Rutland BOUGHTON (1878-1960)
Oboe Quartet No. 2 (1945) [17:20]
Two Pieces for oboe and piano (Somerset Pastorale - The Passing of the Faerie) (1937) [5:28]
Three Songs without Words for oboe quartet (Whence! - Faery Flout - Barcarolle) (1937) [9:21]
Portrait (flute, oboe and piano) (1925) [9:04]
Greensleeves for oboe quartet (c. 1939-45) [2:01]
Oboe Quartet No. 1 (1932) [13:43]
Mark Baigent (oboe)
Sophie Barber (violin); Chian Lim (viola); Stephen Orton (cello); Eva Caballero (flute); Michael Jones (piano)
rec. 2017, Woodside Hall, Hitchin
OBOE CLASSICS CC2034 [57:00]
It's been a while since an all-Boughton disc has appeared, so this one is all the more welcome. Compellingly enough, it presents the complete Boughton chamber music for oboe. All but one of the works on the present disc are dedicated to Joy (in full, 'Joyance') Boughton (1913-63), the oboist daughter of the composer Rutland Boughton. Joy was a pupil of Leon Goossens. An Oboe Classics DVD includes Joy playing Britten's Six Metamorphoses after Ovid. She was also a member of Britten's orchestra at Aldeburgh. The Boughton family was certainly a musical one. Son, Brian Boughton was a trumpeter and in 1943 his father wrote a Trumpet Concerto (review) for him.
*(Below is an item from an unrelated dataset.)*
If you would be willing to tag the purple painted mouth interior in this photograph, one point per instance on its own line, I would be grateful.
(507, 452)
In 2014, after being approached by Ian Boughton, Mark Baigent performed Boughton's Oboe Quartet No. 2 at Glastonbury as part of the centenary celebrations, which in turn led to this recording. He has also played a part in recordings of Rob Keeley, Pepusch, Torelli, Vivaldi, Boismortier, Harty, MacMillan and Richardson and is a member of the Denner Ensemble. Michael Jones (piano) studied at the Birmingham Conservatoire and is a well-respected name among British music scholars. He has played arrangements of music by Elgar and champions the music of Edgar Bainton (a close friend of Boughton), whose music is shared with Boughton's on Dutton Epoch (CDLX 7185 and CDLX 7262).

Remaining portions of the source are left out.